Snow may be gone, but budgets show winter's impact

2014-03-29T19:00:00Z 2014-03-29T19:50:19Z Snow may be gone, but budgets show winter's impactGregory Tejeda Times Correspondent
March 29, 2014 7:00 pm  • 

South Holland village President Don DeGraff said he thinks this winter was the worst he has experienced.

Worse than the significant snowfalls of 1967 or 1979 that left the Chicago area shut down for stretches of time, he said. Even worse than the 2011 winter that had one storm dump nearly 2 feet of snow on the metropolitan area in a 24-hour period.

This year’s combination of repeated snowstorms and Arctic-like temperatures created weather conditions throughout the south suburbs that Crete Public Works Superintendent Phil Hameister described as, “a pain in the butt.”

Public works officials throughout the area reported using more road salt than usual, along with incurring much overtime for their road crews who often had to cope with the brunt of the severe weather in an effort to keep streets clear so that local residents could continue to move about from place to place.

“We did what we had to do for the residents,” Lynwood Public Works Director Bob Myers said.

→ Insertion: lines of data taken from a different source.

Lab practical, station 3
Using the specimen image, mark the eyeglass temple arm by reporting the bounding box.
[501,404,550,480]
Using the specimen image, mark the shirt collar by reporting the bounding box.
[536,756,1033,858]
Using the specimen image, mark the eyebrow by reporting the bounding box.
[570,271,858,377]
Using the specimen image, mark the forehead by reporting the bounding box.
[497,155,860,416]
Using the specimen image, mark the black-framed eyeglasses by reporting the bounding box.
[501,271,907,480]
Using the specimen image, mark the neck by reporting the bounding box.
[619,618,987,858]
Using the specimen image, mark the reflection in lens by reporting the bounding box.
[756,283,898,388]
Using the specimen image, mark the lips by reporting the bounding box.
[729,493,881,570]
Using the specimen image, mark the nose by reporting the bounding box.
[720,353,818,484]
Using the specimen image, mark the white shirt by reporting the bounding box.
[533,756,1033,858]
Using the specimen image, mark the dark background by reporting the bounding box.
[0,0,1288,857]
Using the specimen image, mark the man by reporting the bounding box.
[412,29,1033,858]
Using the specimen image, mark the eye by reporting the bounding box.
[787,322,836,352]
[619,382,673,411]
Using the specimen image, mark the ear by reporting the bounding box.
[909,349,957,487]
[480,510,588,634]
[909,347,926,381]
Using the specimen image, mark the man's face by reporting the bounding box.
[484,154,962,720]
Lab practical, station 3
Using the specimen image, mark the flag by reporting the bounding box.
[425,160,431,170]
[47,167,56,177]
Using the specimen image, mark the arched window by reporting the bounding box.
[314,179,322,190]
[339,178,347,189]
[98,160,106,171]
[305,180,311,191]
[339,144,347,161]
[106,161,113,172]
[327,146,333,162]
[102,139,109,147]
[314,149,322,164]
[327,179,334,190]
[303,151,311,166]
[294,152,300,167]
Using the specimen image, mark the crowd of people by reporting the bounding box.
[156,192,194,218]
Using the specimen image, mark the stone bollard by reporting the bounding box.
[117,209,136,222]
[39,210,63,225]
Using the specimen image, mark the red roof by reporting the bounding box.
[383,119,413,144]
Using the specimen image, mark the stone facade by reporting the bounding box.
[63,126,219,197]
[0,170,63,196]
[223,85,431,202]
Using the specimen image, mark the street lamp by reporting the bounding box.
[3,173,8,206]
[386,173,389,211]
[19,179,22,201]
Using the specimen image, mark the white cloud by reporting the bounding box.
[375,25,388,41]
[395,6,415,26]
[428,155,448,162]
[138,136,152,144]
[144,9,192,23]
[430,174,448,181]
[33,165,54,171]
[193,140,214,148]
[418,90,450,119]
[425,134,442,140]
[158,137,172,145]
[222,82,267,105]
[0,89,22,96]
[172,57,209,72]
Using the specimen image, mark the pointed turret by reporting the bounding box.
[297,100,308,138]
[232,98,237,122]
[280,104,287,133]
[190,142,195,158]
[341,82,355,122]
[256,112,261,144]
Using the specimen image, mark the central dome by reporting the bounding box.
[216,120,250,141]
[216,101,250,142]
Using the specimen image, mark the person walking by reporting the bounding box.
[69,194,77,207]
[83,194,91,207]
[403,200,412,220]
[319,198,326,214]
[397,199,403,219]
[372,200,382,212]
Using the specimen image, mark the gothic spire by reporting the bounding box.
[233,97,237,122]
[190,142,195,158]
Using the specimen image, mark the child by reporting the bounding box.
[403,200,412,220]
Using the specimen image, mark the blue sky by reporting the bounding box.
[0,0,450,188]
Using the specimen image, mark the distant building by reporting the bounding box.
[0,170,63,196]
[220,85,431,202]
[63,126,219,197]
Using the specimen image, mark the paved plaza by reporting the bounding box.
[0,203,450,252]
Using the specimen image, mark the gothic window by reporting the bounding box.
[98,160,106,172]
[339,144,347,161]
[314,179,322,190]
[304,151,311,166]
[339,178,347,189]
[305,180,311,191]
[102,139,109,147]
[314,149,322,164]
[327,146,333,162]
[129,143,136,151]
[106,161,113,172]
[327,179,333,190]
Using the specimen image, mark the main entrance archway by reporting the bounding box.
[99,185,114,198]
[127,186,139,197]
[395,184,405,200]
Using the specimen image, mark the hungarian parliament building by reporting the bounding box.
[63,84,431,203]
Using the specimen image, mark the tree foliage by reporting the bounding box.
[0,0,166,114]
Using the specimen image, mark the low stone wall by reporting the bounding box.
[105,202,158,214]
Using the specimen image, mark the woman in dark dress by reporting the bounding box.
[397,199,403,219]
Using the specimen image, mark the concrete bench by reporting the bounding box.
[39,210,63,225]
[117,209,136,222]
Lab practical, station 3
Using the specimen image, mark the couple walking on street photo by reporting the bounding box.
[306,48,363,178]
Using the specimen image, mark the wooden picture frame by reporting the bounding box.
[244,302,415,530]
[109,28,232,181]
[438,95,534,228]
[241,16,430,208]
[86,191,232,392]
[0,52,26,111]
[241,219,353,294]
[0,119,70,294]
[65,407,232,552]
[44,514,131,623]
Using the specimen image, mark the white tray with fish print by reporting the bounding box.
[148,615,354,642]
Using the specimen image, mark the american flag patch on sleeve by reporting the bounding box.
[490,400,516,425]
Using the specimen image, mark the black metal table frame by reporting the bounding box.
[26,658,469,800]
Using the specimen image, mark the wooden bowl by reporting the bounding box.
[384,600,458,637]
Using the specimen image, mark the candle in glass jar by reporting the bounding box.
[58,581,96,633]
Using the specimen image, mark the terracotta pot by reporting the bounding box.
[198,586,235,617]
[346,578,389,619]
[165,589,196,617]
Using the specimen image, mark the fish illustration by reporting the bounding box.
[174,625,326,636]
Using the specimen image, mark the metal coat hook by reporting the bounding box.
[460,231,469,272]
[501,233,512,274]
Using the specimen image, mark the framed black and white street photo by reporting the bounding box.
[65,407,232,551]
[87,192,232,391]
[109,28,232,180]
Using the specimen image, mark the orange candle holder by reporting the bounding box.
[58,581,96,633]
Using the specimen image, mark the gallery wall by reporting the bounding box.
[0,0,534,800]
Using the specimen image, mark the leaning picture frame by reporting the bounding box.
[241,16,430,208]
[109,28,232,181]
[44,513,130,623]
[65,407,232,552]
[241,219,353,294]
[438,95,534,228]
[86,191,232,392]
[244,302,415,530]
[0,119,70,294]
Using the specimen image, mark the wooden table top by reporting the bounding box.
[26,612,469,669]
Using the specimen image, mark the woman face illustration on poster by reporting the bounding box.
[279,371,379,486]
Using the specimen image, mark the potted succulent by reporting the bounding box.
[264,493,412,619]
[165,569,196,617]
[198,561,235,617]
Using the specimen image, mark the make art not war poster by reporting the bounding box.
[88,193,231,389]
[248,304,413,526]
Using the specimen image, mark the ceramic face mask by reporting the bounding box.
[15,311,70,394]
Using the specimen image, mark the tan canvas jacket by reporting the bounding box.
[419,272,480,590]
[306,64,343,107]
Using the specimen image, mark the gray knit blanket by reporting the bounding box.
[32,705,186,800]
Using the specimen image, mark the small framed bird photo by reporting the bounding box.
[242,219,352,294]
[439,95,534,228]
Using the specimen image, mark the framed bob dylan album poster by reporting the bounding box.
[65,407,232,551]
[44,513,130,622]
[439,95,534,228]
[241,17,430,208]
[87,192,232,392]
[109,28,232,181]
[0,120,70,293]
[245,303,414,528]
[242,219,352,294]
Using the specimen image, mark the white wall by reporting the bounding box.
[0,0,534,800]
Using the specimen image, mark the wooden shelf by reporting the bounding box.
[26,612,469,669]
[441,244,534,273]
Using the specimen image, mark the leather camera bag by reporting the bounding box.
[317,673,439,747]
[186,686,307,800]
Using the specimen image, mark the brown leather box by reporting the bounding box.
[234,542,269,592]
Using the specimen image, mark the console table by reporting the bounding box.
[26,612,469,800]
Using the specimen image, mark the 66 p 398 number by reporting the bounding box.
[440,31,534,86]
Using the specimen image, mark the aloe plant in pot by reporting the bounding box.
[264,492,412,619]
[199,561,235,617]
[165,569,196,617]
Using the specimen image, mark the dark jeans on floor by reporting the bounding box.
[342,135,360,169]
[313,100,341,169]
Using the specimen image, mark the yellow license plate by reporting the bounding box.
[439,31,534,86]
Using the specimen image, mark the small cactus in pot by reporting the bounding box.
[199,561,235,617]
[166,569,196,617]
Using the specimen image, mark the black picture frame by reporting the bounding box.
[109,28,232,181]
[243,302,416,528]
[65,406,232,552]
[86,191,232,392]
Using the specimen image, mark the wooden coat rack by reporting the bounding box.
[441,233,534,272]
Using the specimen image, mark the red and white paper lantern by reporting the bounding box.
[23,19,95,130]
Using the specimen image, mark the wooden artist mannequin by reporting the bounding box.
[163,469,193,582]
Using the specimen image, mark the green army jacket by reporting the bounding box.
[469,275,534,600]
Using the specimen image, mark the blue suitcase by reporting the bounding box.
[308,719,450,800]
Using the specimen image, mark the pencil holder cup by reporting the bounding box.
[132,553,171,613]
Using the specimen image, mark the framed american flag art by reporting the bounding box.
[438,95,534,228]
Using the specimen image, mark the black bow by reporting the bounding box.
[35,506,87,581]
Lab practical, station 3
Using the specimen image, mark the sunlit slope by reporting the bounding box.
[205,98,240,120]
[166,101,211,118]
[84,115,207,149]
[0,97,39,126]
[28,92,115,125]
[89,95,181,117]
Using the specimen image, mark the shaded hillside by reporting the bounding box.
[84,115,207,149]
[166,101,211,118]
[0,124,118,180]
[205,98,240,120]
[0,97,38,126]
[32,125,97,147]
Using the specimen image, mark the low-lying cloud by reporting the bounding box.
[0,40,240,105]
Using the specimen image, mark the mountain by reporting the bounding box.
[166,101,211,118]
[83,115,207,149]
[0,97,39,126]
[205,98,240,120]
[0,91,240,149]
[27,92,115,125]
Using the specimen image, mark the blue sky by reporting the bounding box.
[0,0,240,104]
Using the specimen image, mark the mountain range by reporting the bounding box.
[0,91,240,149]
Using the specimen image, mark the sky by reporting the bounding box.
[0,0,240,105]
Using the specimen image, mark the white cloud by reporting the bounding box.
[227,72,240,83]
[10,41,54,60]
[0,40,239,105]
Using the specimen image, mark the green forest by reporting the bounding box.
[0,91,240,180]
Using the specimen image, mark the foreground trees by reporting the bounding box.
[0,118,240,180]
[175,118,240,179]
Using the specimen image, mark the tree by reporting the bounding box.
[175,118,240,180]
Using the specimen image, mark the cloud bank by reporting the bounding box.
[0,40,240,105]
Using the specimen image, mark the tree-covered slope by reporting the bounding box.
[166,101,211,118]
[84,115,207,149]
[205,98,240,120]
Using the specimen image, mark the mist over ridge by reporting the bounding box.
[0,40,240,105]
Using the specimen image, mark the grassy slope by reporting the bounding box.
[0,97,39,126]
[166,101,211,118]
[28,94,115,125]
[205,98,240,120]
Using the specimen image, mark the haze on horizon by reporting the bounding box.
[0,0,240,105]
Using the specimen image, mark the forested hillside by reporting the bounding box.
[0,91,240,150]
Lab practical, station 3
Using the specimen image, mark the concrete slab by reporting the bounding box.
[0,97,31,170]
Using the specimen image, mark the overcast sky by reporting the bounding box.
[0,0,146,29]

The memory of this winter’s storms is such that local officials are hesitant to proclaim the season over.

“We haven’t put our figures together yet because we want to wait until we’re sure the snow is over,” Myers said.

Hameister concurred, saying for the benefit of Crete residents, “I still have a little bit of (road) salt left if we get hit again.”

In South Holland, officials said earlier this year that public works crews had used 1,800 tons of road salt, 2,000 gallons of calcium chlorate and 3,000 gallons of gasoline to keep the streets clear.

But that was back when the total snowfall for metropolitan Chicago was just more than 50 inches for the winter, compared to now where it is nearly 80 inches — making this likely the third-heaviest winter snowfall recorded in the area. The average Chicago winter gets 38 inches of snow, according to the National Weather Service.

Hameister said Crete went through about 1,250 tons of road salt this winter, up from the usual 1,000 tons.

In Lynwood, public works officials say they used about 1,450 tons of salt — more than the usual 800 tons. But Myers said that sounds worse than it actually is because the past two winters were relatively mild.

There also is the cost of labor for public works crews. Village boards and city councils across the south suburbs are going to have to cope in coming weeks with financial figures showing them over budget for their snow removal.

Hameister said that in Crete alone, the amount of money spent to pay the crews for their efforts is about 300 percent over budget.

Hameister said the effort was complicated by the fact that many of the snowstorms seem to have fallen on weekends when the village typically would have had fewer people on duty.

“It means they all wind up getting overtime for their work,” he said. “But it had to be done.”